Harold “Hal” Call was an American businessperson, military veteran, and LGBTQ rights activist.
He served as president of the Mattachine Society and in the 1950s, and was one of the first gay activists to speak publicly on television.
Call founded printing presses for LGBTQ publications and later opened gay adult shops and pornographic film screening venues.
He received a Purple Heart for his service in the Pacific War.
Born in 1917 in Missouri, Call enrolled in the University of Missouri in 1935 on a scholarship. He studied journalism.
Call enlisted in the United States Army in June 1941.
He saw combat in the Pacific War, where he was wounded and received the Purple Heart.
Returning to the United States in 1945, Call left the Army at the rank of captain and returned to the University of Missouri to complete his journalism degree.
Career and activism
After graduating, Call worked for several news outlets, including the Kansas City Star.
In 1952, while working for the Star, Call was arrested for “lewd conduct”. He paid an $800 bribe to have the charges dismissed. Call resigned his job and moved to San Francisco.
Once in San Francisco, Call became involved with the Mattachine Society, the first sustained gay rights group in the United States.
Following the resignations of the original leadership of the Mattachine Society in 1953, Call became president of the Society.
Call frequently appeared on local television programs in the 1950s, one of the few openly gay men who spoke about gay issues, and appeared both in The Rejected, the first-ever television documentary on homosexuality, and “CBS Reports: The Homosexuals”, the first network broadcast on the subject.
In 1955 Call co-founded Pan Graphic Press, which printed The Mattachine Review, The Ladder and other homophile publications. He also founded Dorian Book Service, a gay and lesbian literature clearinghouse.

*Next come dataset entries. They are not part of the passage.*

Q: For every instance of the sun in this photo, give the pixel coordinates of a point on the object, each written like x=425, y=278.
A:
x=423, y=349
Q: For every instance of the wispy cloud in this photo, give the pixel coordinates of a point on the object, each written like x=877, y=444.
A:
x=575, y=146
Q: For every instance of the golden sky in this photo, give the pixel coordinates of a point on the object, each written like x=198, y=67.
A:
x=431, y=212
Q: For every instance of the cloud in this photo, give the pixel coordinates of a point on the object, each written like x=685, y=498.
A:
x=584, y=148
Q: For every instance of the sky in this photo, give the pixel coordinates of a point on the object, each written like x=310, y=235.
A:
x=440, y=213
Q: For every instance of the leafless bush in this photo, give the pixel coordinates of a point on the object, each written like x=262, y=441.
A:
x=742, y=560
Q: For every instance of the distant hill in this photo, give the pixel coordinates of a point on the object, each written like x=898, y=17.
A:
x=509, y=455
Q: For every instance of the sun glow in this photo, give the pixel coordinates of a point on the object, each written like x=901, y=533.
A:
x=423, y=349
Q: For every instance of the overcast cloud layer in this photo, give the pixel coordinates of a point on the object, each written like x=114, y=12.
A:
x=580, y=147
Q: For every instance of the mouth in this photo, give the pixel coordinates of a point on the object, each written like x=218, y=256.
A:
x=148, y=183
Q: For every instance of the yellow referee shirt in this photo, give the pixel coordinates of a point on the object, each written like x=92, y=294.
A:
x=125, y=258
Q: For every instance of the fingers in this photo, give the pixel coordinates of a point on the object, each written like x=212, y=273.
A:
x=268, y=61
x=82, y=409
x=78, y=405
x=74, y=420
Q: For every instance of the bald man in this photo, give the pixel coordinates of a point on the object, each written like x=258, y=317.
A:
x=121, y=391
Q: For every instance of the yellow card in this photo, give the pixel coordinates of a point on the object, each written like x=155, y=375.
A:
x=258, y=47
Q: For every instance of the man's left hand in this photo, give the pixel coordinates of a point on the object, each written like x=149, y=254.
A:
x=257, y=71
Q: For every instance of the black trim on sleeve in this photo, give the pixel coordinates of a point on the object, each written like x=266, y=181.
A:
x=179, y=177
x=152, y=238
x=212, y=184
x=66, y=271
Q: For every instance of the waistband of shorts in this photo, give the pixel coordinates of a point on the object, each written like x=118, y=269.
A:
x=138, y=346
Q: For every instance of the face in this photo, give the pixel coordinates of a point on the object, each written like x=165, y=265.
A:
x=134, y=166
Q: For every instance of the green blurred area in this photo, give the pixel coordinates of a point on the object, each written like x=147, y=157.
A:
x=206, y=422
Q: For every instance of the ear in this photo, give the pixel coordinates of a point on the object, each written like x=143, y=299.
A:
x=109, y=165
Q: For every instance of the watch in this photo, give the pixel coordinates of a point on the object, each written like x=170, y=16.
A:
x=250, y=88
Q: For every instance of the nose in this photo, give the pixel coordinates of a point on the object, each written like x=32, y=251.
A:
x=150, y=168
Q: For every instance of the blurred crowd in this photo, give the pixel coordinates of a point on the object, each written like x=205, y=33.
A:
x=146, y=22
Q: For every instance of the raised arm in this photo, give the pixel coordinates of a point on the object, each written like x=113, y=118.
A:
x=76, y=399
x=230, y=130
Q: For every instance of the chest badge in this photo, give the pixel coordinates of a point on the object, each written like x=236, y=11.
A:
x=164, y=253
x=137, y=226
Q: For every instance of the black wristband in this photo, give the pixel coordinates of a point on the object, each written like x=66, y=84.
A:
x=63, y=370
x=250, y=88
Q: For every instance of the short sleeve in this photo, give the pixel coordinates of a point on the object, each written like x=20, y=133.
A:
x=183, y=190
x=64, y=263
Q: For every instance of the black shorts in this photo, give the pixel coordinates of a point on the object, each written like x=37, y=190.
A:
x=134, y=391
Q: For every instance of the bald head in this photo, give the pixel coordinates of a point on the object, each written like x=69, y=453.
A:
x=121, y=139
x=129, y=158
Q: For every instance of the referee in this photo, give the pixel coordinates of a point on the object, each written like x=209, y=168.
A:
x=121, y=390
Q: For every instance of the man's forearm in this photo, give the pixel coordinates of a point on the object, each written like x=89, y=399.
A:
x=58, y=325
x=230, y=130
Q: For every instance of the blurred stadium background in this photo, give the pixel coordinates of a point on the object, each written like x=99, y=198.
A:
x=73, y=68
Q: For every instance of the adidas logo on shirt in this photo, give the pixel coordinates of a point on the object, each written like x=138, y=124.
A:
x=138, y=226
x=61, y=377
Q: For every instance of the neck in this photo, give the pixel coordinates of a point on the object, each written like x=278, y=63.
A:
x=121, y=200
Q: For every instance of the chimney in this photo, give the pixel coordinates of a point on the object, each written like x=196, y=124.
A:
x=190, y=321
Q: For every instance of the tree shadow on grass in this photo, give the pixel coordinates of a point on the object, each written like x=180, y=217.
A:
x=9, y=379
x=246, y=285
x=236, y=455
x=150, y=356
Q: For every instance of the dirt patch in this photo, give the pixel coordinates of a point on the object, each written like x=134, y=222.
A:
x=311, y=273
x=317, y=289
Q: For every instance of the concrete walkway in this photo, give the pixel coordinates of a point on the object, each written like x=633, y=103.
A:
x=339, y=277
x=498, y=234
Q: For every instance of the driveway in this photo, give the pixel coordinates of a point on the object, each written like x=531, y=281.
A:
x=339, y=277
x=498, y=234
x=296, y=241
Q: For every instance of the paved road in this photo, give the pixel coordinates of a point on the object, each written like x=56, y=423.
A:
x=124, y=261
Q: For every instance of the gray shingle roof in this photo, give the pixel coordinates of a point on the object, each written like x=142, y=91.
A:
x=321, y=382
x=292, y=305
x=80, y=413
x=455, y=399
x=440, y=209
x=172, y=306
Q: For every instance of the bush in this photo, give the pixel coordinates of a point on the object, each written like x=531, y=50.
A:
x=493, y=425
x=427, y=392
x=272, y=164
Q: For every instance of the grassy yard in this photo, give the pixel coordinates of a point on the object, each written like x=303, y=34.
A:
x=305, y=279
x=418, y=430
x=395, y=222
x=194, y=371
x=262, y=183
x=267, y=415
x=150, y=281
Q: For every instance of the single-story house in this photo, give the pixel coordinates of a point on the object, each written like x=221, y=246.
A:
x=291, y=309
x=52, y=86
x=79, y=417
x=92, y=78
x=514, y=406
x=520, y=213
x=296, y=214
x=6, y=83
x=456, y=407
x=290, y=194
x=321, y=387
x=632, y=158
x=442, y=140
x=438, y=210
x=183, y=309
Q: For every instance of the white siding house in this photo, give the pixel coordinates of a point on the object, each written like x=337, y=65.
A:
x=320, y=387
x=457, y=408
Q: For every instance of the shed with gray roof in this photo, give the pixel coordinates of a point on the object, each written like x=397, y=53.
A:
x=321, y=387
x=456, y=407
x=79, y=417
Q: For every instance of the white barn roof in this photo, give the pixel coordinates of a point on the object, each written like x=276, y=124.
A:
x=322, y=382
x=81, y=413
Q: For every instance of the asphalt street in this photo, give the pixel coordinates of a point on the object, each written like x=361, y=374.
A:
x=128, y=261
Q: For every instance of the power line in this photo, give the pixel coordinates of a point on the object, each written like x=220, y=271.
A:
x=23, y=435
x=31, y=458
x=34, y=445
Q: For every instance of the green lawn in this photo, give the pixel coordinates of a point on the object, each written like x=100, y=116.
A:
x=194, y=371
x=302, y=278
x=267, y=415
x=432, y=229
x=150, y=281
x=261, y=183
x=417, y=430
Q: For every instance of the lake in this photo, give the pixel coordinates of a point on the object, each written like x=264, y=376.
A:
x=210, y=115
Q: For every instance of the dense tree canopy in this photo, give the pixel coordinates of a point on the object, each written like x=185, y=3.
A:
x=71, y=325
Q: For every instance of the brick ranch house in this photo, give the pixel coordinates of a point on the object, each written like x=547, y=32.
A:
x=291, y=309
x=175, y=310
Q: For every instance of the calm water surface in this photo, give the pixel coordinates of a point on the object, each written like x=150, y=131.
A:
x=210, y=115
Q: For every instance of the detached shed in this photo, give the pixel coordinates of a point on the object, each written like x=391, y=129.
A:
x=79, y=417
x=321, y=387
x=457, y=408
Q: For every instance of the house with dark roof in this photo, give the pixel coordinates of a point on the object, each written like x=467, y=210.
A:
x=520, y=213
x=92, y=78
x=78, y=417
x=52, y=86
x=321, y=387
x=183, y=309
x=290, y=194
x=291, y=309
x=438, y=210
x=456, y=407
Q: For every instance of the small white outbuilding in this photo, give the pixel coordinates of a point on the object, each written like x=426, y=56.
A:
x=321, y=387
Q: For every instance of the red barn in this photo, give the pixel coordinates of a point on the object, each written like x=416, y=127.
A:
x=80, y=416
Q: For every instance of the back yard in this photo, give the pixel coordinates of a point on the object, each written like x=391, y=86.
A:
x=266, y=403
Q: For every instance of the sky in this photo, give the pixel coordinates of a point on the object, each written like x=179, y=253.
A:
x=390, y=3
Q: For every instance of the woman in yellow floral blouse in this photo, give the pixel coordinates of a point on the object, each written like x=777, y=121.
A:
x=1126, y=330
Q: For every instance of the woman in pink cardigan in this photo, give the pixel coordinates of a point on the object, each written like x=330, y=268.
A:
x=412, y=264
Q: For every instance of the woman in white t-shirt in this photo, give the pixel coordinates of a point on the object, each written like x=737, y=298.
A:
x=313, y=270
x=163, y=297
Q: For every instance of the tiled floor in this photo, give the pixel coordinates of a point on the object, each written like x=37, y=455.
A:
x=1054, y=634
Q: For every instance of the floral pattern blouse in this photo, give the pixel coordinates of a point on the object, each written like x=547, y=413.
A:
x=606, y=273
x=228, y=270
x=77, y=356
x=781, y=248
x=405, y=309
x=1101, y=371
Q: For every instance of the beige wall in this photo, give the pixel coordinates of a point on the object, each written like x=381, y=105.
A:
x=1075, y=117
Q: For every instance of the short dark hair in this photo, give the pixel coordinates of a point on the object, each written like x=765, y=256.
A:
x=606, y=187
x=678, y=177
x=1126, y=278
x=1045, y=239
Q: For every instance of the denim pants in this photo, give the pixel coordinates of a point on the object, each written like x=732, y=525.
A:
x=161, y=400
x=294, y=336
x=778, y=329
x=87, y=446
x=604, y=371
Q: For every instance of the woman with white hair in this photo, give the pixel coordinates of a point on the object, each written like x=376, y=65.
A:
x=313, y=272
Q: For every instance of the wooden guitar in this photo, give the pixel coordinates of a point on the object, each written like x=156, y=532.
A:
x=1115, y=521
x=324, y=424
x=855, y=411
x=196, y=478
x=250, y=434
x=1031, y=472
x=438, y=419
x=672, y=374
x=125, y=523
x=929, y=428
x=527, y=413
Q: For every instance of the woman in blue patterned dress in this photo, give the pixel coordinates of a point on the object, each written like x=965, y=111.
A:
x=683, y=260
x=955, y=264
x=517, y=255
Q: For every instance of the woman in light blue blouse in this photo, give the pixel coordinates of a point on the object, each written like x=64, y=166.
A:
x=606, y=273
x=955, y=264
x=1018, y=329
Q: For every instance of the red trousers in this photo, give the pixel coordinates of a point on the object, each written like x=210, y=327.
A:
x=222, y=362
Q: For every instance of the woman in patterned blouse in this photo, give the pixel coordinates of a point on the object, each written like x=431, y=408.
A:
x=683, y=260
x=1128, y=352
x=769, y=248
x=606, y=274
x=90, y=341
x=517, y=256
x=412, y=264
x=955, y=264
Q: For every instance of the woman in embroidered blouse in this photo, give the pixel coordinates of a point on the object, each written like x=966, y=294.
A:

With the liberalization of obscenity laws beginning in the late 1950s and early 1960s, Call began marketing gay erotica through the Adonis Bookstore, the first gay adult shop in San Francisco. He later expanded the business to include peep shows, eventually opening the Circle J club as a venue for screening pornographic films and hosting “circle jerk” parties. Call also began filming pornographic “loops” of men masturbating on a gold couch in his office.
Call died of congestive heart failure in San Francisco in 2000, at the age of 83.